GS-SBL: Bridging Greedy Pursuit and Sparse Bayesian Learning for Efficient 3D Wireless Channel Modeling

TL;DR

This work leverages the inherent sparsity of wireless propagation to model scenario-specific channels by identifying a discrete set of virtual signal sources by identifying a discrete set of virtual signal sources through a novel Greedy Sequential Sparse Bayesian Learning framework.

Abstract

Robust cognitive radio development requires accurate 3D path loss models. Traditional empirical models often lack environment-awareness, while deep learning approaches are frequently constrained by the scarcity of large-scale training datasets. This work leverages the inherent sparsity of wireless propagation to model scenario-specific channels by identifying a discrete set of virtual signal sources. We propose a novel Greedy Sequential Sparse Bayesian Learning (GS-SBL) framework that bridges the gap between the computational efficiency of Orthogonal Matching Pursuit (OMP) and the robust uncertainty quantification of SBL. Unlike standard top-down SBL, which updates all source hyperparameters simultaneously, our approach employs a ``Micro-SBL'' architecture. We sequentially evaluate candidate source locations in isolation by executing localized, low-iteration SBL loops and selecting the source that minimizes the residual error. Once identified, the source and its corresponding power are added to the support set, and the process repeats on the signal residual to identify subsequent sources. Experimental results on real-world 3D propagation data demonstrate that the GS-SBL framework significantly outperforms OMP in terms of generalization. By utilizing SBL as a sequential source identifier rather than a global optimizer, the proposed method preserves Bayesian high-resolution accuracy while achieving the execution speeds necessary for real-time 3D path loss characterization.
Paper Structure (12 sections, 11 equations, 4 figures)
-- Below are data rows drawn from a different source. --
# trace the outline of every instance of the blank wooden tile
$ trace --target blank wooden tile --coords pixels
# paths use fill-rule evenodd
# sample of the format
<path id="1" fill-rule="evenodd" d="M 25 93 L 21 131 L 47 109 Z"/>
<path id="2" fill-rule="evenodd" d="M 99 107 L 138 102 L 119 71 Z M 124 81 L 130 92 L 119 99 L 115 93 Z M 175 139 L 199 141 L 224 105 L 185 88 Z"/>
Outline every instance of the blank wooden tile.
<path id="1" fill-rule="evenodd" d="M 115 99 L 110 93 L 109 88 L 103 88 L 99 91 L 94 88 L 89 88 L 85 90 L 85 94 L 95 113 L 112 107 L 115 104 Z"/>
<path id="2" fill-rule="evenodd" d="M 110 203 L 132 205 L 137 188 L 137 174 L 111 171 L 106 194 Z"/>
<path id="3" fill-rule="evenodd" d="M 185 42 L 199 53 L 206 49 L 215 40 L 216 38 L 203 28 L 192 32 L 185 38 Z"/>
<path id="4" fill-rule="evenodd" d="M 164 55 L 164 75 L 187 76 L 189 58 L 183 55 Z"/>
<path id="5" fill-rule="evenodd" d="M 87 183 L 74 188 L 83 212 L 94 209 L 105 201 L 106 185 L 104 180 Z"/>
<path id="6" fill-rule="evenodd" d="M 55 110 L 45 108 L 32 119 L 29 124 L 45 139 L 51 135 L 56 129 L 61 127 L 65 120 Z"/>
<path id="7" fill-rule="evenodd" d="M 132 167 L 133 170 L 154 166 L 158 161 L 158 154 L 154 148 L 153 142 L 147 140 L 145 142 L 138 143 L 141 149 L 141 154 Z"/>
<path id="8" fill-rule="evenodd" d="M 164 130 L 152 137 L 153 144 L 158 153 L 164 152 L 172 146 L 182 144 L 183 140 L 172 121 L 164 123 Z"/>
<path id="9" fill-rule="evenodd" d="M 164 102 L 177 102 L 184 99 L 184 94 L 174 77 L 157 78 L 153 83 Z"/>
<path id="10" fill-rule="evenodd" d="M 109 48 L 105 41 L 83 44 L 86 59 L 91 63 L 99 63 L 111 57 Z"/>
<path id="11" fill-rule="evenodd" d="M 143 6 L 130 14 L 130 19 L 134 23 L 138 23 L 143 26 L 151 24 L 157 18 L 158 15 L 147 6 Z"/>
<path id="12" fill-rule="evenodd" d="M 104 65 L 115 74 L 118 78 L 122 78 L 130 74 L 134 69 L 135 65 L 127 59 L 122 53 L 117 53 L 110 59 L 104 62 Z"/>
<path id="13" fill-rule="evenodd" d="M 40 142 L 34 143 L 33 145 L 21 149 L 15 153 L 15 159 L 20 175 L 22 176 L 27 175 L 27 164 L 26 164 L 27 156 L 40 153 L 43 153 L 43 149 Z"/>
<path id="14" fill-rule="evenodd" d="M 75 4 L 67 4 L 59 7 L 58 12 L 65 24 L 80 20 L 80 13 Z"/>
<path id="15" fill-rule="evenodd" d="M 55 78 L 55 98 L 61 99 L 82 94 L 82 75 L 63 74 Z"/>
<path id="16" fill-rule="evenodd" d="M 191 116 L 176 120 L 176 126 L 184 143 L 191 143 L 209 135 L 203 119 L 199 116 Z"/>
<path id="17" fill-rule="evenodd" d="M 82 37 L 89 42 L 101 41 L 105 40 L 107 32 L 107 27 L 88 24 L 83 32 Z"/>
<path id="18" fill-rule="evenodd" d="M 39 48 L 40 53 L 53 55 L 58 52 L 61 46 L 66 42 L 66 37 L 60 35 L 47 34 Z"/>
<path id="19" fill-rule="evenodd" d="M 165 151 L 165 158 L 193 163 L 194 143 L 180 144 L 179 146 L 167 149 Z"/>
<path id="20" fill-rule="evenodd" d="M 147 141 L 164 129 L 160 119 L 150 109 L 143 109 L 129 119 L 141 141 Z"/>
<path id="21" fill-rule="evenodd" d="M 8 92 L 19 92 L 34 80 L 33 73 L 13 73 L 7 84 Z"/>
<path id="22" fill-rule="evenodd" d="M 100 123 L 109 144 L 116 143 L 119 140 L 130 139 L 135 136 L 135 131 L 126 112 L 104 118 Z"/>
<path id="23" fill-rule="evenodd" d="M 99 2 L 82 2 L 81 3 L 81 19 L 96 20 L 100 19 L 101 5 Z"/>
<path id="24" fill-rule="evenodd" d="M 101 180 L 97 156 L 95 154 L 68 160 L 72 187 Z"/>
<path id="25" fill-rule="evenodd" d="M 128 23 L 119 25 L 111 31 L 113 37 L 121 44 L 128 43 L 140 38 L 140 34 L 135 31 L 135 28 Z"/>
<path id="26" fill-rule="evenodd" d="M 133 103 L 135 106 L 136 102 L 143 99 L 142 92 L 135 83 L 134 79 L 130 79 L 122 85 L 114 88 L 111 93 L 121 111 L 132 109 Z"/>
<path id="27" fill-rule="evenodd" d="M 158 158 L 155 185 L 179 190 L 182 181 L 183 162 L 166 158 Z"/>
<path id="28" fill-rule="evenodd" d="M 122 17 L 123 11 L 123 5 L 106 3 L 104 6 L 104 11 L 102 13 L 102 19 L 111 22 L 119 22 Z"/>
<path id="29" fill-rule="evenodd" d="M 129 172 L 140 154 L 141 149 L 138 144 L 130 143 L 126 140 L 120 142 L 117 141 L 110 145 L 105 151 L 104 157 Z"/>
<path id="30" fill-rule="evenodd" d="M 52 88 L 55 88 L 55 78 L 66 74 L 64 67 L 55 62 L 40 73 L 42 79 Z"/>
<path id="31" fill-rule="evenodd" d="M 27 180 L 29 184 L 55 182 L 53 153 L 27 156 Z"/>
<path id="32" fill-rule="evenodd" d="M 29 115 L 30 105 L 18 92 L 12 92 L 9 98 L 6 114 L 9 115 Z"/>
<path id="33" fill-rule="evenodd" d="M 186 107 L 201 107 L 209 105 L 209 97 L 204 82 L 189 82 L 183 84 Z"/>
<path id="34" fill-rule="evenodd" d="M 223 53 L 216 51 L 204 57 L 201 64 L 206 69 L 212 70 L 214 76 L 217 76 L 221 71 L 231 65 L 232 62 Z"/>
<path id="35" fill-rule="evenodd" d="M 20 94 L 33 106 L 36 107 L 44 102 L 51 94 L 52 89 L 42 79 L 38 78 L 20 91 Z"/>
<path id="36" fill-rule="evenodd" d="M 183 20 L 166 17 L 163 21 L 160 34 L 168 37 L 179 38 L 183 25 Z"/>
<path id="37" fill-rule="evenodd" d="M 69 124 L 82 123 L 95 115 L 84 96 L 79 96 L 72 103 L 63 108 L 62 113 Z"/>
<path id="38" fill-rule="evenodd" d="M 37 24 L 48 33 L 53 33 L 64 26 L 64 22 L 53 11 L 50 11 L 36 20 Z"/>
This paper contains 12 sections, 11 equations, 4 figures.

Figures (4)

  • Figure 1: UAV-based signal strength measurements at 30 m and 110 m altitudes. The red triangle ($\triangle$) indicates the physical signal source, while the violet circles ($\circ$) denote the six predicted "virtual" source centers ($N_{\text{SBL}}=6$), each representing a 25 m $\times$ 25 m $\times$ 10 m spatial cell.
  • Figure 2: Impact of the number of virtual sources $N_{\text{SBL}}$ on GS-SBL performance, measured in RMSE, across five measurement altitudes. Training altitudes (30 m and 110 m) are indicated by an asterisk (*) in the legend.
  • Figure 3: Measured RSRP versus 3D distance compared with FSPL and the GS-SBL predictions at four altitudes. The training altitude for GS-SBL is marked with an asterisk (*).
  • Figure 4: RMSE of the proposed GS-SBL, OMP, and FSPL under training-test elevation separations of $\{0, 10, 20\}$ m. An asterisk (*) on the X-axis indicates performance on the training set (0 m), while the rest represent the model's generalization performance on unseen test altitudes.